According to Joel Stein of the LA Times, a certain social class of parents in America is doing their children a grave and possibly dangerous disservice by imagining or overinflating their children’s food allergies.

Your kid doesn’t have an allergy to nuts. Your kid has a parent who needs to feel special. Your kid also spends recess running and screaming, “No! Stop! Don’t rub my head with peanut butter!”

Yes, a tiny number of kids have severe peanut allergies that cause anaphylactic shock, and all their teachers should be warned, handed EpiPens and given a really expensive gift at Christmas.
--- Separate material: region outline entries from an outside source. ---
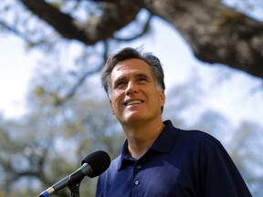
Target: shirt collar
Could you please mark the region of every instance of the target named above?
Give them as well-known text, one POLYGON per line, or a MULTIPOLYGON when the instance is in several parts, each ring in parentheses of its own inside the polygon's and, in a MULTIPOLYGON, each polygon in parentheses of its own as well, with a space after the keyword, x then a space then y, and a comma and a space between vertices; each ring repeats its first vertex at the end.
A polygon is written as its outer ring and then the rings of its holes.
MULTIPOLYGON (((163 130, 160 133, 160 135, 149 150, 163 153, 172 151, 175 144, 174 137, 173 136, 176 135, 177 132, 174 132, 174 127, 173 126, 171 120, 165 120, 163 123, 165 125, 163 130)), ((122 170, 128 163, 135 162, 136 160, 129 155, 128 141, 126 139, 123 142, 121 155, 118 162, 118 171, 122 170)))

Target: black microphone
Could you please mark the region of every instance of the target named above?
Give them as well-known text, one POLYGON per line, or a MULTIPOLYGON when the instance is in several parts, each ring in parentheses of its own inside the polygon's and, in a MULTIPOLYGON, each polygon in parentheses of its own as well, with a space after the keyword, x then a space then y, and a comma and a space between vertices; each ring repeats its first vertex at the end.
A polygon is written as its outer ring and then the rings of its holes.
POLYGON ((99 176, 109 168, 110 164, 110 158, 107 152, 103 150, 95 151, 83 159, 80 168, 47 188, 38 197, 48 197, 69 184, 80 182, 85 176, 90 178, 99 176))

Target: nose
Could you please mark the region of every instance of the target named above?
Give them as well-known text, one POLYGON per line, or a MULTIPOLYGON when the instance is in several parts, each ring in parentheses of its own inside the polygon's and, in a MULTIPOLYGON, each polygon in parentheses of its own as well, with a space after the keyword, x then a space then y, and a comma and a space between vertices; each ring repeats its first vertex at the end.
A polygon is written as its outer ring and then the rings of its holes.
POLYGON ((138 88, 135 82, 130 81, 125 90, 126 95, 131 95, 136 92, 138 92, 138 88))

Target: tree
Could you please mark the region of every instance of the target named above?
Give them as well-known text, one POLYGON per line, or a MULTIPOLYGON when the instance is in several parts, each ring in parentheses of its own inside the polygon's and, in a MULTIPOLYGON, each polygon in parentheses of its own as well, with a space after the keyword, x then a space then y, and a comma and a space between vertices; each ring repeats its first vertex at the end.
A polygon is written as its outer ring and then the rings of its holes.
MULTIPOLYGON (((149 32, 153 16, 161 17, 183 35, 200 60, 221 63, 263 78, 262 22, 226 6, 219 0, 95 0, 74 3, 21 0, 20 3, 26 7, 24 12, 30 11, 37 16, 66 39, 78 40, 86 46, 104 42, 106 56, 109 42, 136 39, 149 32), (147 10, 148 18, 140 26, 141 32, 131 33, 128 36, 119 36, 121 29, 136 21, 142 10, 147 10)), ((25 36, 26 33, 15 24, 3 20, 0 23, 5 29, 23 36, 31 43, 43 41, 32 39, 32 34, 25 36)))

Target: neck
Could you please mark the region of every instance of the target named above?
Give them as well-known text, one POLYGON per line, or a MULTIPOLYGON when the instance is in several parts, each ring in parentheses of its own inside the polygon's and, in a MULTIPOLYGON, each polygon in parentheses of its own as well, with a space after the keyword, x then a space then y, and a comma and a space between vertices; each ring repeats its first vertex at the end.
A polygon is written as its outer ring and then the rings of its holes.
POLYGON ((123 126, 128 140, 128 150, 132 157, 141 158, 153 144, 164 128, 163 122, 156 121, 152 124, 143 122, 140 126, 123 126))

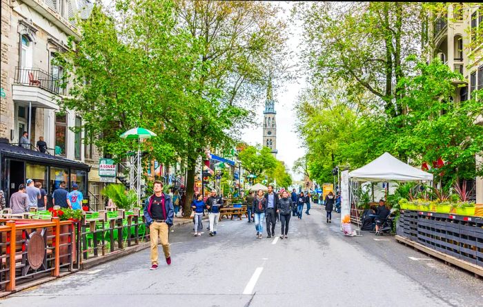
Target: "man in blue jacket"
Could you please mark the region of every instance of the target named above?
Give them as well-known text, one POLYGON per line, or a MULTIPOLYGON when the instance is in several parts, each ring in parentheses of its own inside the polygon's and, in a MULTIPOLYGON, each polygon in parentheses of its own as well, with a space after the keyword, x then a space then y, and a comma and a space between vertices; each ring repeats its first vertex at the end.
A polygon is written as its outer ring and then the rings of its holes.
POLYGON ((293 210, 292 211, 292 216, 297 215, 297 192, 294 189, 292 190, 292 194, 290 195, 290 198, 292 199, 292 202, 293 202, 293 210))
POLYGON ((175 208, 171 196, 163 193, 163 183, 155 181, 155 193, 146 200, 144 202, 144 218, 146 226, 149 227, 151 240, 151 270, 156 270, 158 262, 157 244, 158 238, 163 246, 166 263, 171 264, 171 255, 169 249, 169 228, 172 225, 175 208))

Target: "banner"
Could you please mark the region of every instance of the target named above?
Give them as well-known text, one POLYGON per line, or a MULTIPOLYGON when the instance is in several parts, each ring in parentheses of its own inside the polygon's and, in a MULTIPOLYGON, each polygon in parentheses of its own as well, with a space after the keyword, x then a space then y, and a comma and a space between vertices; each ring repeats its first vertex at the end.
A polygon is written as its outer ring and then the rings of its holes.
POLYGON ((99 159, 99 177, 103 182, 115 182, 117 166, 112 159, 99 159))
MULTIPOLYGON (((349 171, 343 171, 340 180, 341 200, 340 217, 341 220, 346 215, 351 215, 351 204, 349 203, 349 171)), ((342 223, 341 223, 342 227, 342 223)), ((342 229, 342 228, 341 228, 342 229)))

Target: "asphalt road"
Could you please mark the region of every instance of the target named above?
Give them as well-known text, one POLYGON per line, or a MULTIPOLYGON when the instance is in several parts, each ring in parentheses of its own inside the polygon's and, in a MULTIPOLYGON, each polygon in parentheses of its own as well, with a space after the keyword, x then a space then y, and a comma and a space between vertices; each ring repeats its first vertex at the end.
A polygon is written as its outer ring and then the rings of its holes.
MULTIPOLYGON (((257 240, 246 219, 224 220, 213 237, 195 237, 192 225, 181 226, 171 233, 170 266, 161 262, 149 271, 146 249, 9 296, 0 305, 483 306, 481 279, 389 236, 344 237, 339 215, 327 224, 319 206, 310 213, 302 220, 292 218, 288 240, 267 239, 266 233, 257 240)), ((279 223, 275 231, 279 235, 279 223)))

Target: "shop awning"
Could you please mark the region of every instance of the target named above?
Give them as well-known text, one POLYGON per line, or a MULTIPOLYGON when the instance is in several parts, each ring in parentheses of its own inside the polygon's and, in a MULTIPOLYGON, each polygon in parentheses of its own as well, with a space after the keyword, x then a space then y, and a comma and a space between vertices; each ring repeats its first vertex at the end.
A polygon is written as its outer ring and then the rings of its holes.
POLYGON ((0 155, 2 156, 2 157, 37 162, 52 166, 85 169, 88 171, 90 169, 90 166, 85 163, 74 161, 58 156, 42 154, 40 151, 27 149, 20 146, 15 146, 6 142, 0 142, 0 155))
POLYGON ((215 156, 213 154, 210 155, 210 158, 216 160, 217 161, 219 162, 223 162, 224 163, 229 164, 231 166, 235 166, 235 161, 232 161, 231 160, 228 159, 225 159, 224 158, 219 157, 218 156, 215 156))

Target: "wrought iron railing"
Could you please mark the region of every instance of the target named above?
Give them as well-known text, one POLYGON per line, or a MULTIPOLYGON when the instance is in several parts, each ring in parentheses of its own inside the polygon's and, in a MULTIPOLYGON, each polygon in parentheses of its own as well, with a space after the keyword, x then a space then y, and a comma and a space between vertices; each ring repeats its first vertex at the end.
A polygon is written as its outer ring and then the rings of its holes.
POLYGON ((15 84, 35 86, 58 95, 66 95, 62 79, 39 68, 15 67, 15 84))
But unless you’re a character on “Heroes,” genes don’t mutate fast enough to have caused an 18% increase in childhood food allergies between 1997 and 2007. And genes certainly don’t cause 25% of parents to believe that their kids have food allergies, when 4% do. Yuppiedom does.

— Joel Stein
LA Times – Opinion Column

To be fair, Stein is nothing even close to being an expert on genetics, human immuno systems,  or allergens. He completely ignores  gene expression, David P. Strachan’s Hygiene Hypothesis, and the very real possibility of increased allergic sensitization being caused by multiple unrelated environmental factors that are affecting the subjects’ immune systems.  Stein does make a good point though, despite his column’s shortcomings.

I’ve noticed the trend myself towards over-diagnosis of various conditions in children. ADD, ADHD, and others. It’s very much as if segments of the American population have collectively contracted Münchausen syndrometechnically Münchausen syndrome by proxy (MSbP / MSP) – and are busy gaining attention, sympathy, and an ongoing excuse for bad parenting by claiming their children are afflicted with a variety of disorders. It really wouldn’t be all that surprising that this syndrome extended to allergies as well.

That America is developing into a Münchausen’s Society seem apparent to me. What is less apparent is why swaths of our society are creating ailments for the children. Do these parents crave attention? That would be classic motivation in a case of Münchausen’s syndrome.

Is this condition a derivative result of the foolishness of propagating the “everyone is special” mentality? In the absence of any positive specialness on the part of their children or themselves, it’s possible that a negative specialness or handicap would suffice in th minds of some people.

Or is it nothing more an easy excuse for parents to use when their lack of skills and commitment to parenthood result in monstrous offspring? In the case of the “yuppies,” they are the society or “establishment” so, unlike other social classes, they can’t easily blame society for their children. Perhaps they choose to blame unfeeling nature and random chance instead.

I just don’t know, but I do know that America’s growing Münchausen’s society is a very bad thing.